A wireless local area network (WLAN) links two or more devices using some wireless distribution method (typically spread-spectrum or OFDM radio), and usually providing a connection through an access point to the wider Internet. This gives users the mobility to move around within a local coverage area and still be connected to the network. Most modern WLANs are based on IEEE 802.11 standards, marketed under the Wi-Fi brand name. WLANs were once called LAWNs (for local area wireless network) by the Department of Defense.
Wireless LANs have become popular in the home due to ease of installation, and in commercial complexes offering wireless access to their customers; often for free. New York City, for instance, has begun a pilot program to provide city workers in all five boroughs of the city with wireless Internet access.

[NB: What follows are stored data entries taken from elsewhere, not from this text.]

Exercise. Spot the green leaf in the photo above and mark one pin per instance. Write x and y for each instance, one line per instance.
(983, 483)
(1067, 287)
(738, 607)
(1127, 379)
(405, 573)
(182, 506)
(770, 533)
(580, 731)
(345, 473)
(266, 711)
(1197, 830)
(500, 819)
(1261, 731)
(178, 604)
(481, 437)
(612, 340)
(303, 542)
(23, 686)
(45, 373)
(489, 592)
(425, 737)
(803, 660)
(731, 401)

WiMAX (Worldwide Interoperability for Microwave Access) is a wireless communications standard designed to provide 30 to 40 megabit-per-second data rates, with the 2011 update providing up to 1 Gbit/s for fixed stations. The name "WiMAX" was created by the WiMAX Forum, which was formed in June 2001 to promote conformity and interoperability of the standard. The forum describes WiMAX as "a standards-based technology enabling the delivery of last mile wireless broadband access as an alternative to cable and DSL".
The Native Computer Communications Network Project was a good example of how a focus on creating a network of computers does not necessarily ensure the interpersonal networking of the potential users of that technology. If the people were not communicating with each other before, developing another method of communication doesn't mean they'll start.